Scientists have finally unlocked the key to a remarkably preserved brain from the discovery of a set of 2,600-year-old human remains found in 2008 in the British village of Heslington, according to a recent report from Fox News. When the ancient man was first being investigated after his discovery, scientists were astonished to realize that although the body had skeletonized, a bit of his brain had somehow resisted the decay that had otherwise occurred.
The brain, known simply as the Heslington brain, is believed to be the oldest in Britain. According to the report, even though the find was made 12 years ago, scientists have only recently figured out what left the brain in such a remarkable state of preservation.
The research was conducted by experts from University College London, and the team recently published their findings in the Journal of the Royal Society Interface.
What the team found was that the brain possessed “tightly folded brain proteins” which may have helped in its preservation. Dr. Axel Petzold, the leader of the team, said that the way in which the body expired or was buried may have been what allowed the brain to be so well-preserved.
In the normal run of things, brains tend to break down quickly, as a result of a process called autolysis, which is when certain enzymes break up the tissue. Scientists now think that this process was interrupted about three months after the man’s death. That interruption may have been caused by acidic fluid entering the brain because of his manner of death, or because of something that happened not long afterwards.
Based on carbon dating, the man lived sometime between 673 and 482 BC, and seems to have met his end as the result of a spine fracture of the type that is common in hanging. Exactly who he was and why he died are unknown, according to the site Science Alert, but at some point after his presumed hanging, his head was removed and put in a pit, which allowed it to become surrounded by fine-grained sediment.

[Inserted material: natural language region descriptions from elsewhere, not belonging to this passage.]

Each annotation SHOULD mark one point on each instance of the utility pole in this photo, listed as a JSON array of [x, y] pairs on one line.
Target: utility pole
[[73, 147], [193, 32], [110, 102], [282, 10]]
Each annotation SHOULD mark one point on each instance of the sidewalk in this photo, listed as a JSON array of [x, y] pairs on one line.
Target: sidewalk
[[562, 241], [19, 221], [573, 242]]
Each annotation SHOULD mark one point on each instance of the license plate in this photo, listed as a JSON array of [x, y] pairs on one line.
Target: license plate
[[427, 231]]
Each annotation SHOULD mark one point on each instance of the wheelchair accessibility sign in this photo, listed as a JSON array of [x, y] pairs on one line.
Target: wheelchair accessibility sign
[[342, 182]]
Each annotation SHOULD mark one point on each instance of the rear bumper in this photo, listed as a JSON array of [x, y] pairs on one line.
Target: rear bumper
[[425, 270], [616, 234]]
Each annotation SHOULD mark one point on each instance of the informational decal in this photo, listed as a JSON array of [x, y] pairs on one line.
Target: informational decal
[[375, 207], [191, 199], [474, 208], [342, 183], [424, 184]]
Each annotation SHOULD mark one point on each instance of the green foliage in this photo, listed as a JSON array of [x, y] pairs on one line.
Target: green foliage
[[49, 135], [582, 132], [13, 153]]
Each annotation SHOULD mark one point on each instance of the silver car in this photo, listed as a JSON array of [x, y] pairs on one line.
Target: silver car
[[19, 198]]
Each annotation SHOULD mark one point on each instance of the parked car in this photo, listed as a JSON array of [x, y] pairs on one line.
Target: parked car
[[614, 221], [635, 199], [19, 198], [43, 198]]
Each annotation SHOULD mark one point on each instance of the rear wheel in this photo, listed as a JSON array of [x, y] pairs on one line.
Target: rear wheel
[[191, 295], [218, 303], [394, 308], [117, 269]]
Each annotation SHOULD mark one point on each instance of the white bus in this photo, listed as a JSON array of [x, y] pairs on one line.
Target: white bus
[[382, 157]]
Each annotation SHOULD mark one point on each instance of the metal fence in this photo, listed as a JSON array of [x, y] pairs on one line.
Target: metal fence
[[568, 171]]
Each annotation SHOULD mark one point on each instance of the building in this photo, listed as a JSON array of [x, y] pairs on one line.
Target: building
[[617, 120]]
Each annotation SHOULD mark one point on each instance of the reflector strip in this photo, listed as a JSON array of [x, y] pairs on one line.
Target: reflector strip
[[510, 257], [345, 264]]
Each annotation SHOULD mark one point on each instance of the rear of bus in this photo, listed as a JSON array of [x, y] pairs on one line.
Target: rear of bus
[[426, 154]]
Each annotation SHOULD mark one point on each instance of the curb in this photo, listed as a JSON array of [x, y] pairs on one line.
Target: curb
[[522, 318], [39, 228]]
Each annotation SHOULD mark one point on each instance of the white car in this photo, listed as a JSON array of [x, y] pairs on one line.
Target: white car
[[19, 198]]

The reason that matters is because soft tissue is best preserved if it’s dried (think mummification), frozen, or in an acidic environment that is also airless. Between the sediment that encased the skull and the acidic fluid, the conditions for preservation were pretty good, but, strangely, the rest of the head, including the hair, still decomposed the way they would have been expected to after so many centuries. Clearly the conditions it was found in were not enough to explain what they found.
To try to figure out what made this particular brain special, they had to take a closer look at its proteins. Brains are different than most other organs in that, in order to function, they need to be well-supported on the cellular level. That is accomplished with a weave of neurons and their long bodies. What the scientists found is that, apparently, the weave of intermediate filaments (IFs) that do this job for living brains have the ability to keep a certain amount of their integrity even after the cells themselves have deteriorated.
In the case of the Heslington brain, it was seen that the brains network of Ifs weren’t built exactly like most such IF matrixes usually are. Analysis also showed differences in certain neural structures.
Even after having observed the differences, there still wasn’t a clear physical reason for why those structures in the brain didn’t behave in the usual way in terms of how fast they broke down. The remarkable state of preservation seems to be due to the combination of the idiosyncrasies of this particular brain’s structure combined with environmental factors peculiar to how and where it was disposed of.
With all other things being equal, the brain was a little different, but not very much, which led the team to believe that the key factors had to do primarily with environmental factors. But with a sample size of one, there’s a real limit to how much you can extrapolate about the roles of the different factors.
Whether the team’s theory about the brain’s preservation proves to be accurate or not after continued study, its structural variations may still offer information of use to other branches of science, such as helping create models to better understand how plaques build up in our brains, according to the report.
The saying is that you can’t teach an old dog new tricks, but the Heslington brain may have new things to teach modern scientists.